At first I wanted it to have a similar feel as Spider-Gwen’s scenes from Into the Spider-Verse, so I made the menu hot pink and cyan, with lots of white. I have no idea why I wanted this. I started with the menu and was really happy with how much better it looked with just a little attention.

Then I switched gears and decided I wanted the game to feel like the ‘90s. Not like someone in 2020 trying to make something retro, I wanted to make something that looked like the earnest result of someone in ‘90s making something on-trend. I went to YouTube and watched ‘90s TV commercials. and jumped down rabbit holes of ‘90s design themes. Eventually I stumbled across a movement called Memphis design and it was a perfect fit.

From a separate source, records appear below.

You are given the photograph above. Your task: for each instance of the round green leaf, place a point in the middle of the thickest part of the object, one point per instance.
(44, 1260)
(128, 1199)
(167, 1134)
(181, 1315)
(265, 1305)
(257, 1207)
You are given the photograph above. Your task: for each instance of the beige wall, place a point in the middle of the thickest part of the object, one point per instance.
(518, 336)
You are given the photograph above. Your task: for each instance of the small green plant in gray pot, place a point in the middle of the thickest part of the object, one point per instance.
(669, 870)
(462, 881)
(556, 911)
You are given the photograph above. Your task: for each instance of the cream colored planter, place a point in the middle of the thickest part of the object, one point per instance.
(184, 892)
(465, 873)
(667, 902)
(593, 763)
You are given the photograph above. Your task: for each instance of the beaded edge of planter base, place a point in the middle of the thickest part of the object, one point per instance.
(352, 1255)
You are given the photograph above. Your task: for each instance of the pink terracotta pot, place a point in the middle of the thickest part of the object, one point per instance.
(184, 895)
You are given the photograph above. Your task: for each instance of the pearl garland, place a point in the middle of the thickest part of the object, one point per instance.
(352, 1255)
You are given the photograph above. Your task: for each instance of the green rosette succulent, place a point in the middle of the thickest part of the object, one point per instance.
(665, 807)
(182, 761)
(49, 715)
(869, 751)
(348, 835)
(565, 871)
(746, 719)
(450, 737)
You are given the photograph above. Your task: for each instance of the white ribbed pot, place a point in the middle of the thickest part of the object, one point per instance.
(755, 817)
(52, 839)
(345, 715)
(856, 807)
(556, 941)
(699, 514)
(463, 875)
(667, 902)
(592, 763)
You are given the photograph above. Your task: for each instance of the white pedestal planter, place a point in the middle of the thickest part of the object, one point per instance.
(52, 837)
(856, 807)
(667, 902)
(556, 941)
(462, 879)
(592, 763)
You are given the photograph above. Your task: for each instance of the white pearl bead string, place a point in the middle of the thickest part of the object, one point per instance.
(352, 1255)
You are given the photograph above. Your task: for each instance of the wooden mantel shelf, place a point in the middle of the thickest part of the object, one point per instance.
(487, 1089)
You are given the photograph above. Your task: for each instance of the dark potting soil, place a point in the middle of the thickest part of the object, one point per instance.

Applying those treatments to the game was a lot of fun and made the game turn from a goofy side project into something that looked more like a real product, but by applying different styles (Spider-Gwen, Memphis, and filling in the blanks with examples from Zoop) I didn’t deliver a cohesive experience with a strong visual identity.

In Conclusion

After working this side project for months — a little over 80 hours by my count — I wanted to call it done. I picked an arbitrary launch date (“next Friday”), took an inventory of what important stuff remained and was realistic to do before launching, and got to work.

I don’t think I’ll ever be able to say it’s “done.” As of writing this, I want to add better test coverage, support high scores, correct some issues with the animation timing, change some UX stuff when each stage ends, and include a better introduction/instructions when the game begins. I want to make the design more cohesive. I also want to figure out how to make the game playable — enjoyable even! — on a smartphone.

I made a bunch of mistakes, but the game came out pretty close to what I had in mind when I started. Even if I were able to go back in time to start the project again, I’d happily make the same mistakes again to get the same experience. The real game for me was the process of making the game itself, using it as a fun opportunity to experiment with React. And project management, animation, sound engineering, and graphic design. I’m sure I’ll make a bunch more mistakes as I move forward with it, but I don’t know of any better way to learn.